Subscriptions equal to 164,500,395 shares, allocation equal to 79.725%
Milan, December 18, 2024 – With reference to the voluntary partial public tender offer launched by CIR S.p.A. – Compagnie Industriali Riunite (“CIR” or the “Offeror” or the “Issuer”) pursuant to Articles 102 et seq. of Legislative Decree No. 58 of February 24, 1998, as subsequently amended and supplemented (“TUF”) and to article 37 of the Consob Regulation no. 11971 of 1999, as subsequently amended and integrated (the “Issuers’ Regulation”), concerning a maximum of 131,147,541 shares with no nominal value of CIR S.p.A., as disclosed in the press release issued on October 11, 2024 by CIR in its capacity as the offeror (the “Offer“), the Offeror announces the definitive results.
The terms used with an initial capital letter in this press release, unless otherwise defined, have the same meanings assigned to them in the offer document approved by Consob, pursuant to Article 102, paragraph 4, of the TUF with resolution no. 23321 of November 20, 2024 (the “Offer Document”).
Definitive results of the Offer
According to the definitive results of the Offer communicated by Spafid – Società per Amministrazioni Fiduciarie “SPAFID” S.p.A., as the Intermediary Appointed to Coordinate the Collection of the Tenders, the number of shares tendered in the Offer during the Offer Period is 164,500,395 shares, equal to 125.43% of the shares subject to the Offer and 15.71% of the Issuer’s share capital.
Since, based on the definitive results of the Offer, the number of shares tendered in the Offer exceeds the number of shares subject to the Offer, the shares tendered will be allocated using the “pro-rata” method, according to which the Offeror will purchase the same proportion (equal to the Allocation Coefficient) of such shares from each shareholder who tendered their shares to the Offer.
The definitive Allocation Coefficient is 79.725%and, on application of the said coefficient and of related rounding, on the Payment Date the Offeror will purchase 131,147,366 Shares, corresponding to 12.524% of the share capital, for a total amount of Euro 79,999,893.26.

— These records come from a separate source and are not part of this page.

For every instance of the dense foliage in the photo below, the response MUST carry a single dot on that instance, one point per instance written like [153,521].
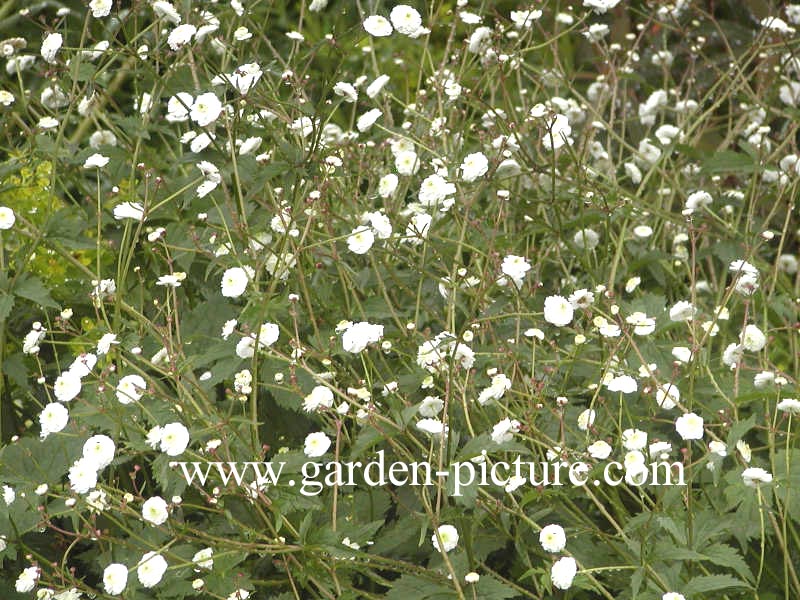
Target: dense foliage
[457,232]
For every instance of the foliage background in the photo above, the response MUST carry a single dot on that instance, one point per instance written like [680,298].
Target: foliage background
[715,538]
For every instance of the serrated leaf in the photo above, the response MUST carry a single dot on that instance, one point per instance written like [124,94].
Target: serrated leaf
[728,556]
[712,583]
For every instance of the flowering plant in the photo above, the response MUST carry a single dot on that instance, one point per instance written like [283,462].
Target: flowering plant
[290,239]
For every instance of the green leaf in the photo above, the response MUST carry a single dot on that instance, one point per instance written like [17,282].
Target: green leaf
[728,556]
[489,588]
[728,161]
[712,583]
[411,586]
[6,304]
[31,288]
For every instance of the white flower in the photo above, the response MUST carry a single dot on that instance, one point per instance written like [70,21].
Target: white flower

Based on the definitive results of the Offer and, taking into account no. 32,022,506 own shares held by CIR as of the date hereof, as of the Payment Date the Issuer will own 163,169,872 shares, equal to 15.581% of its own share capital.
It is noted that, during the period from the date of the Offer Document to the present, the Offeror has not made, either directly or indirectly, any purchases of CIR shares outside the Offer.
Fulfillment of the Conditions for the Offer to be Effective
In compliance with the provisions of the Offer Document, the effectiveness of the Offer is not conditioned upon reaching a minimum number of tendering.
It is noted that on December 16, 2024, the Offeror announced that the Conditions for the Offer to be Effective have been fulfilled.
Therefore, the Offer is effective.
Payment of the Consideration
The Price, equal to Euro 0.61 per each Share tendered in acceptance of the Offer and actually collected at the end of the latter shall be paid to the Tenders on December 20, 2024, i.e., the fifth Stock Exchange Trading Day after the date of the end of the Acceptance Period, in return for the transfer of ownership of the Shares tendered in favor of the Offeror.
The payment of the Price for the Shares tendered and actually collected at the end of the Acceptance Period shall be made in cash.
The Offer Price will be paid by the Offeror, through the Intermediary Appointed to Coordinate the Collection of the Tenders, to the Appointed Intermediaries, who will transfer the funds to the Depositary Intermediaries so that they can transfer them to the Tenderers according to the instructions provided by the same Tenderers (or by their agents) on acceptance of the Offer and the procedures specified therein.
The Offeror’s obligation to pay the Price due for the Shares tendered under the Offer will be considered as fulfilled when the relative funds are credited to the Appointed Intermediaries. Therefore, the risk that the Appointed Intermediaries or the Depositary Intermediaries fail to transfer or delay payment of the funds is borne exclusively by the Tenderers.
On the Payment Date the Intermediary Appointed to Coordinate the Collection of the Tenders will transfer the total of the Shares tendered in acceptance of the Offer to a securities account in the name of the Offeror.
As from the Payment Date the Tenderers under the Offer will no longer be able to exercise patrimonial rights (such as, for example, option rights and dividend rights) or administrative rights (such as voting rights) on the Shares tendered.
For further information, please refer to the Offer Document and the Tender Form, available on the corporate website of the Company at the address www.cirgroup.com in Section “Governance/voluntary partial public tender offer for CIR’s own shares”.